12th Nov 2001 [SBWID-4850]
COMMAND
IBM 4758
SYSTEMS AFFECTED
IBM 4758
PROBLEM
As published on SecurityFocus (http://www.securityfocus.com), Aleph1
found following :
The IBM 4758 is an extremely secure crytographic co-processor. It is
used by banking systems and in other security conscious applications to
hold keying material. It is designed to make it impossible to extract
this keying material unless you have the correct permissions and can
involve others in a conspiracy.
We are able, by a mixture of sleight-of-hand and raw processing power,
to persuade an IBM 4758 running IBM\'s ATM (cash machine) support
software called the \"Common Cryptographic Architecture\" (CCA) to
export any and all its DES and 3DES keys to us. All we need is:
* about 20 minutes uninterrupted access to the device * one person\'s
ability to use the Combine_Key_Parts permission * a standard
off-the-shelf $995 FPGA evaluation board from Altera * about two days
of \"cracking\" time
The attack can only be performed by an insider with physical access to
the cryptographic co-processor, but they can act alone. The FPGA
evaluation board is used as a \"brute force key cracking\" machine.

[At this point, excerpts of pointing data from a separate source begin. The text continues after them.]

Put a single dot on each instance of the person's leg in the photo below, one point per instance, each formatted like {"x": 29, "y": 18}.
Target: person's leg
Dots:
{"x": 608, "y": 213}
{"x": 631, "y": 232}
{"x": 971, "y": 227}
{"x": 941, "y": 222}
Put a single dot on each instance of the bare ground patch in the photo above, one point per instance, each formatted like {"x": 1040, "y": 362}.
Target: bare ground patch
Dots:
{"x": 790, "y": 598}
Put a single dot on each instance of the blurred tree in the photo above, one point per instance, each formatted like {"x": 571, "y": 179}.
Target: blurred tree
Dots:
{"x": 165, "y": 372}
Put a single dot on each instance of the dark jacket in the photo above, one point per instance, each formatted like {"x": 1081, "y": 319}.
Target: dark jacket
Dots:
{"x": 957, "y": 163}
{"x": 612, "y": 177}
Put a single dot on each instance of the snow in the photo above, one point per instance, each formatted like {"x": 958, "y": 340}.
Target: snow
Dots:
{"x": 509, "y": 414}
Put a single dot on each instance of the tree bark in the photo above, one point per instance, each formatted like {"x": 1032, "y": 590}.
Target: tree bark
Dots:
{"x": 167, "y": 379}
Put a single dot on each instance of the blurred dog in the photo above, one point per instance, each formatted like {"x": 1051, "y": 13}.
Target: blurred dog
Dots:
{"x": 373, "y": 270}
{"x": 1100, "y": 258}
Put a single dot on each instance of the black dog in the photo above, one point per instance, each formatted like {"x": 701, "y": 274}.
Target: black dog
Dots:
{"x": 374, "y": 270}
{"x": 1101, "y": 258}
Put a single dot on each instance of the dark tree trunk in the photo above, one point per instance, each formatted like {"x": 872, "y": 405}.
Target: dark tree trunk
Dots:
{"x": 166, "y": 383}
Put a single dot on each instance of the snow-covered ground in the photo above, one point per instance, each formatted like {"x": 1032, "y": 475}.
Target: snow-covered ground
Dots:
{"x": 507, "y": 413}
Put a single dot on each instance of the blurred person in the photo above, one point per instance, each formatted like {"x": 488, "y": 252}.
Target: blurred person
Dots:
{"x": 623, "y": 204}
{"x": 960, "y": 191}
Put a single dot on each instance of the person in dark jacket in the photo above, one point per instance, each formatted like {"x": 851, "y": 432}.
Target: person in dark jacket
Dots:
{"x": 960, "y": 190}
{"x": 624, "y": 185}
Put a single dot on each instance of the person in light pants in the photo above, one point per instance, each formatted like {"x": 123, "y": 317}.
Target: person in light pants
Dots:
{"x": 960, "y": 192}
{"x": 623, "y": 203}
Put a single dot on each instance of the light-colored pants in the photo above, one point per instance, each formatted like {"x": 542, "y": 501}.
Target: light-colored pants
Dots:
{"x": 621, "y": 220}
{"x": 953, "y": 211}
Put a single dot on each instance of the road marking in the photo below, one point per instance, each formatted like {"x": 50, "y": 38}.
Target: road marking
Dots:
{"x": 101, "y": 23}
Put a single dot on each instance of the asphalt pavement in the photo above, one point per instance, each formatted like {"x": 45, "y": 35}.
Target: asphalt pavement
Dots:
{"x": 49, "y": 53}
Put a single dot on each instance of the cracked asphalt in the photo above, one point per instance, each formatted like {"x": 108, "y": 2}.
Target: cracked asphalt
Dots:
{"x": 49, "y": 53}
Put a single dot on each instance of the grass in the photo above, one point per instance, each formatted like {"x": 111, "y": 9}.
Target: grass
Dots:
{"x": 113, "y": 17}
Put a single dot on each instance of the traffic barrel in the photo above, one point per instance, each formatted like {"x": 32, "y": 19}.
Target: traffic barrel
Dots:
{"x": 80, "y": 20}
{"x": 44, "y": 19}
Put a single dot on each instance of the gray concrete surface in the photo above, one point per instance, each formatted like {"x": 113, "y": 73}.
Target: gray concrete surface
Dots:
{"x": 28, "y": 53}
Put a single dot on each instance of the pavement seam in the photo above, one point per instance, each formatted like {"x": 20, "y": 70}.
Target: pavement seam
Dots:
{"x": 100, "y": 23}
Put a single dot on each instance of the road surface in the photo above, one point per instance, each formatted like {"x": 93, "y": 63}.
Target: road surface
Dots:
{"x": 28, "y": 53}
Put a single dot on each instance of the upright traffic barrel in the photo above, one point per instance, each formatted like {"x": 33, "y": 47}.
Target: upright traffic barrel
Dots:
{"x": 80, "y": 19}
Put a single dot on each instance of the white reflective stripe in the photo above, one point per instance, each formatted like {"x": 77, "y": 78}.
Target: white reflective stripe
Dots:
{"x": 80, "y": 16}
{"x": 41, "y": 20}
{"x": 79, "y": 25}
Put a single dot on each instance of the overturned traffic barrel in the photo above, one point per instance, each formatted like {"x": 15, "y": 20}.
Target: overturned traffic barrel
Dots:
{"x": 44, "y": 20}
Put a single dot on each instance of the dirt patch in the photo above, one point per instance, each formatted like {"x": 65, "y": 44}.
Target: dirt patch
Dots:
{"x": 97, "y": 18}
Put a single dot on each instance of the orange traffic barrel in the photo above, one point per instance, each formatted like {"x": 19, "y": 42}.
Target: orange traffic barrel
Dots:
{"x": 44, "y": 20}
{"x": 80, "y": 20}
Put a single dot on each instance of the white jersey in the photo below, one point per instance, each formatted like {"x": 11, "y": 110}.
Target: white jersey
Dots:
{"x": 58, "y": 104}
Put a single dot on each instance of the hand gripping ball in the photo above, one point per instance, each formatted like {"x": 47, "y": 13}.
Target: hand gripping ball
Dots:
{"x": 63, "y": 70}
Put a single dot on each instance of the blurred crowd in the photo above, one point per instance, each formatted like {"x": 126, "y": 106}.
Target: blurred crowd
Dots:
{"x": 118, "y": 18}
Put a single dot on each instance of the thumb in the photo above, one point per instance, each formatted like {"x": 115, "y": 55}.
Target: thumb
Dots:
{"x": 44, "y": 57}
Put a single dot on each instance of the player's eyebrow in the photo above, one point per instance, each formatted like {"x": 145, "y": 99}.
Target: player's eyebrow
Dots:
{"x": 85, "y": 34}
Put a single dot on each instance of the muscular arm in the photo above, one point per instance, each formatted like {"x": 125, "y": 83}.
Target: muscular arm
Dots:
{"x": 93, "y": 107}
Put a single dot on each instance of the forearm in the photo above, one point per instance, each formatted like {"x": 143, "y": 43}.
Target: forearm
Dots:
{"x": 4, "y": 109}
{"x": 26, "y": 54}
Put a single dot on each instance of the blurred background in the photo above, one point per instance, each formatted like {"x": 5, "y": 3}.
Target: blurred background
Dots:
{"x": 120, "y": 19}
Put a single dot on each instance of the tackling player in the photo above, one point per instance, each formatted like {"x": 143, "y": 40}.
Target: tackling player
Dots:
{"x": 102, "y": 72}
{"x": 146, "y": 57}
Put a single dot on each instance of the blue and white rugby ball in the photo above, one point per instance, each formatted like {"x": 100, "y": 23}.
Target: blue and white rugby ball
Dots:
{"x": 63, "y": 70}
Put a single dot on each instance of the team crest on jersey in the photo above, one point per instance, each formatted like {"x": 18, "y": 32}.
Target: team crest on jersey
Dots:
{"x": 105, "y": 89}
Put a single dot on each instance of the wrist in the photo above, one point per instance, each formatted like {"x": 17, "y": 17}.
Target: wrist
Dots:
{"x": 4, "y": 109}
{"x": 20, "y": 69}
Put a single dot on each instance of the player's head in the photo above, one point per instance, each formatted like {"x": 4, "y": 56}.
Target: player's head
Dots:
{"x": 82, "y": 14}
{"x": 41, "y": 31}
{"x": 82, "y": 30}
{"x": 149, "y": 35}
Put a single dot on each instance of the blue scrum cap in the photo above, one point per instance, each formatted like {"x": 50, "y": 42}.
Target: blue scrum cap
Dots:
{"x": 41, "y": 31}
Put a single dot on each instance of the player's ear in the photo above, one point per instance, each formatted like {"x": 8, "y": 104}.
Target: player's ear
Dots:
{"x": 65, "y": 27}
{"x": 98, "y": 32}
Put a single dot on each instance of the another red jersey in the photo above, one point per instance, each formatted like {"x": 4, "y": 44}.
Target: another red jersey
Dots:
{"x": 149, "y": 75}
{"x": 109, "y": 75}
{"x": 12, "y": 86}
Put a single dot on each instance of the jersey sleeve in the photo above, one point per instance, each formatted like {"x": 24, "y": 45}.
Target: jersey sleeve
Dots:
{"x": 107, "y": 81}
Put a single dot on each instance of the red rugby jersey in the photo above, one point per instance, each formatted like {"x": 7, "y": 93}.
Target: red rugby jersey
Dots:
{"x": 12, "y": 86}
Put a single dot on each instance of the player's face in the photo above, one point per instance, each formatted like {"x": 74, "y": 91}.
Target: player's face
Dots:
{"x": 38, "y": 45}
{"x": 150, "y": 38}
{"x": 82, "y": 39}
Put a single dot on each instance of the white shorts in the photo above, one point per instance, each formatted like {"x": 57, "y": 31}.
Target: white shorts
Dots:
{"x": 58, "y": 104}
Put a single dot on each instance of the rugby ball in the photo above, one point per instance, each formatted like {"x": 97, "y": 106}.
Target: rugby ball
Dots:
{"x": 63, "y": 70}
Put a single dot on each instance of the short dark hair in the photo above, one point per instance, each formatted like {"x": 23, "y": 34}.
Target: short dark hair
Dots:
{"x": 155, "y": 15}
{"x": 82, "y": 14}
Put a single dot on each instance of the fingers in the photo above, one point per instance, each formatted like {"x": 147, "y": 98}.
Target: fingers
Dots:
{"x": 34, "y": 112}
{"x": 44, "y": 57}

Programming this is a reasonably straightforward task that does not
require specialist hardware design knowledge. Since the board is
pre-built and comes with all the necessary connectors and tools, it is
entirely suitable for amateur use.
Besides being the first documented attack on the IBM 4758 to be run
\"in anger\", we believe that this is only the second DES cracking
machine in the open community that has actually been built and then
used to find an unknown key!
Until IBM fix the CCA software to prevent our attack, banks are
vulnerable to a dishonest branch manager whose teenager has $995 and a
few hours to spend in duplicating our work.
http://www.cl.cam.ac.uk/~rnc1/descrack/
SOLUTION
Update
======
Todd Arnold added :
the exposure described was fixed by IBM, to the satisfaction of the
Cambridge researchers, as mentioned on their web page at
http://www.cl.cam.ac.uk/~rnc1/descrack/
under the heading \"NEW: 5 FEB 2002\".